That Kind of Party, F. Scott Fitzgerald
I
After the party was over a top-lofty Stevens Duryea and two 1909 Maxwells waited with a single victoria at the curb—the boys watched as the Stevens filled with a jovial load of little girls and roared away. Then they strung down the street in threes and fours, some of them riotous, others silent and thoughtful. Even for the always surprised ages of ten and eleven when the processes of assimilation race hard to keep abreast of life, it had been a notable afternoon.
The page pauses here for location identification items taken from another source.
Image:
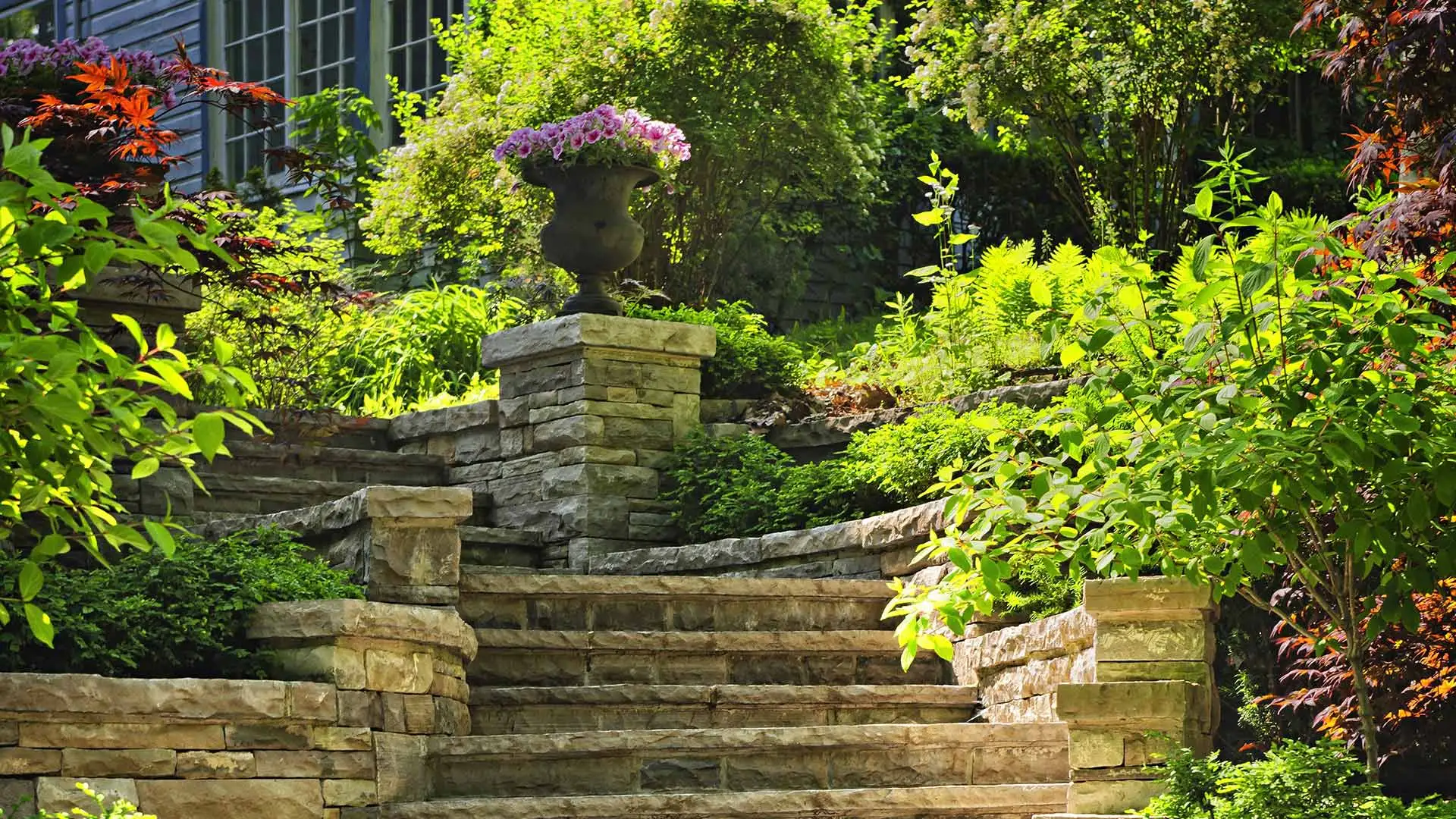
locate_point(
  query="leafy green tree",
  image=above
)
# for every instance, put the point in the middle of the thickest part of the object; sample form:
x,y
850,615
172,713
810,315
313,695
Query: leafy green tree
x,y
73,407
1288,422
777,96
1128,91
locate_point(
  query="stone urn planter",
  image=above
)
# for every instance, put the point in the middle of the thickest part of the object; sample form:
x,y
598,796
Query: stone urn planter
x,y
592,234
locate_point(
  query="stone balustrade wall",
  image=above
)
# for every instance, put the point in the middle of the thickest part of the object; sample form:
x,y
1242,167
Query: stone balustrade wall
x,y
364,686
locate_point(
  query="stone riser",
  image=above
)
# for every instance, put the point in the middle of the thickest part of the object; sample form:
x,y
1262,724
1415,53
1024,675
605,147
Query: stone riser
x,y
618,614
544,667
748,770
946,802
548,719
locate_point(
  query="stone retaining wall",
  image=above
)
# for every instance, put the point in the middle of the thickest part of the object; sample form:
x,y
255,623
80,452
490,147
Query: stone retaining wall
x,y
388,676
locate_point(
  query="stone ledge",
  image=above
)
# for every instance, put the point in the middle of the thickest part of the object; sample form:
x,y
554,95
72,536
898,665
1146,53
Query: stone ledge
x,y
584,330
883,532
425,423
55,697
370,502
325,620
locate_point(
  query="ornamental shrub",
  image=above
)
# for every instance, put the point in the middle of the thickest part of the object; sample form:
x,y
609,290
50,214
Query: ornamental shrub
x,y
155,617
750,360
1294,780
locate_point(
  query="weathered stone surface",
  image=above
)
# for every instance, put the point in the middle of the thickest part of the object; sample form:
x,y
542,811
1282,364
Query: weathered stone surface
x,y
188,799
123,735
131,763
216,765
28,761
316,764
321,620
582,331
350,792
184,698
60,795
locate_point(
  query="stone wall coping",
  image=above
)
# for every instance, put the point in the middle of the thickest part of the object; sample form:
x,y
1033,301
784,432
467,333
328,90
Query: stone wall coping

So thought Terrence R. Tipton, by occupation actor, athlete, scholar, philatelist and collector of cigar bands. He was so exalted that all his life he would remember vividly coming out of the house, the feel of the spring evening, the way that Dolly Bartlett walked to the auto and looked back at him, pert exultant and glowing. What he felt was like fright—appropriately enough for one of the major compulsions had just taken its place in his life. Fool for love was Terrence from now, and not just at a distance but as one who had been summoned and embraced, one who had tasted with a piercing delight and had become an addict within an hour. Two questions were in his mind as he approached his house—how long had this been going on, and when was he liable to encounter it again?
His mother greeted a rather pale, tow-headed little boy with the greenest of eyes and thin keen features. How was he? He was all right. Did he have a good time at the Gilrays’? It was all right. Would he tell her about it? There was nothing to tell.
“Wouldn’t you like to have a party, Terrence?” she suggested. “You’ve been to so many.”
“No, I wouldn’t, Mother.”
“Just think—ten boys and ten little girls, and ice-cream and cake and games.”
“What games?” he asked, not faintly considering a party but from reflex action to the word.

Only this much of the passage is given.